Les regrets devant le recul du rôle du jury populaire

On ne peut que s’accorder pour regretter le recul du rôle du jury populaire pour juger les crimes, tant il représente une formidable avancée de la Révolution française qui a permis à des juges et à des citoyens tirés au sort de se rencontrer, de débattre, de délibérer et de rendre la justice ensemble « au nom du peuple français ». Le jury constitue aussi une sorte d’université permanente pour ces citoyens – environ 20 000 personnes sont tirées au sort chaque année pour y siéger. Ce jury fait partie de l’histoire de la justice en France, même si les exceptions à la règle sont aujourd’hui nombreuses en matière de terrorisme pour certains types de criminalité organisée. 

Le poids de la réalité

Malheureusement, force est de constater que les cours d’assises ne peuvent plus juger la totalité des infractions qui sont de leur compétence. 

En 2022, selon le recueil des chiffres-clés 2023 du ministère de la Justice1Les chiffres clés de la justice, Édition 2023, Ministère de la Justice, 26 octobre 2023., les cours d’assises ont prononcé 2 400 condamnations dont : 

  • 1 205 pour viols, 
  • 843 pour homicides et violences volontaires,
  • 295 pour vols criminels,
  • 57 pour d’autres crimes.

Pour cette même année 2022, les statistiques du ministère de l’Intérieur faisaient état de : 

  • 38 400 victimes de viol,  
  • 8 600 vols avec arme,
  • 959 homicides.

La prudence est de mise dans l’interprétation de ces chiffres.

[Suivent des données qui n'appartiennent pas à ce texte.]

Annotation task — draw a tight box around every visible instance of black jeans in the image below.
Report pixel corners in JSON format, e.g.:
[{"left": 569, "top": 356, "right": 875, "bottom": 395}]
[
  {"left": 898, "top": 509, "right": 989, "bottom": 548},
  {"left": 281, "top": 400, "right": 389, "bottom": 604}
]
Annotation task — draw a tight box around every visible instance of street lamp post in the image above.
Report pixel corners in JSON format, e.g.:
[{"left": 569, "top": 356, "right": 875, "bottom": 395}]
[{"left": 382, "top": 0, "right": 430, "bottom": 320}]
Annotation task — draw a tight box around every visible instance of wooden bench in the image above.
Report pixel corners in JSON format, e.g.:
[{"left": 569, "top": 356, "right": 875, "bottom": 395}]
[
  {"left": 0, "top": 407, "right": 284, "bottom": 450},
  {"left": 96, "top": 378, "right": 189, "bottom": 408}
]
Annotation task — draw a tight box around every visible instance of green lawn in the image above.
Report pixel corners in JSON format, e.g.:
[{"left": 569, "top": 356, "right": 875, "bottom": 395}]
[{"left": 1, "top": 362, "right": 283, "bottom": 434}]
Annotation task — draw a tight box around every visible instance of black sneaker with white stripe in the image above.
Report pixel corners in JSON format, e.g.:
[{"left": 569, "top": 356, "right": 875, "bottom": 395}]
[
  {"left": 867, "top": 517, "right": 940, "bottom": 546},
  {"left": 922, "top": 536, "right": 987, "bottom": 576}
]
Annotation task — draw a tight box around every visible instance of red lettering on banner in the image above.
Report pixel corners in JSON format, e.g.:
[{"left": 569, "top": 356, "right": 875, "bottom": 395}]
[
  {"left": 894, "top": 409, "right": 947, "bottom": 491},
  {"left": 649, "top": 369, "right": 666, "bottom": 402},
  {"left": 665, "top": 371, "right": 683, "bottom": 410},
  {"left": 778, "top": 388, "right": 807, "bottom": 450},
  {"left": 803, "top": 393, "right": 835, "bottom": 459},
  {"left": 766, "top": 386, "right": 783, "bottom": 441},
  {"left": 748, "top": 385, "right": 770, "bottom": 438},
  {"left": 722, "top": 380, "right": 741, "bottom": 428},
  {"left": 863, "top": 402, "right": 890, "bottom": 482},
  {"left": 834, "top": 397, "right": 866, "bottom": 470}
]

En effet, les 38 400 dossiers de viol recensés par la police ne sont pas tous transmis après la clôture d’enquête ou d’instruction aux cours d’assises. Certains faits sont prescrits, d’autres sont requalifiés différemment, notamment en agressions sexuelles, d’autres enfin n’ont pu recueillir de charges suffisantes pour engager de poursuites. 

Cependant, la comparaison des deux masses de chiffres démontre l’impossibilité pour la juridiction criminelle traditionnelle de tout juger. Cette impossibilité n’est pas nouvelle, et c’est en réalité depuis des décennies qu’on pratique la correctionnalisation, c’est-à-dire la déqualification de viols en agressions sexuelles, qui sont jugées par les tribunaux correctionnels.  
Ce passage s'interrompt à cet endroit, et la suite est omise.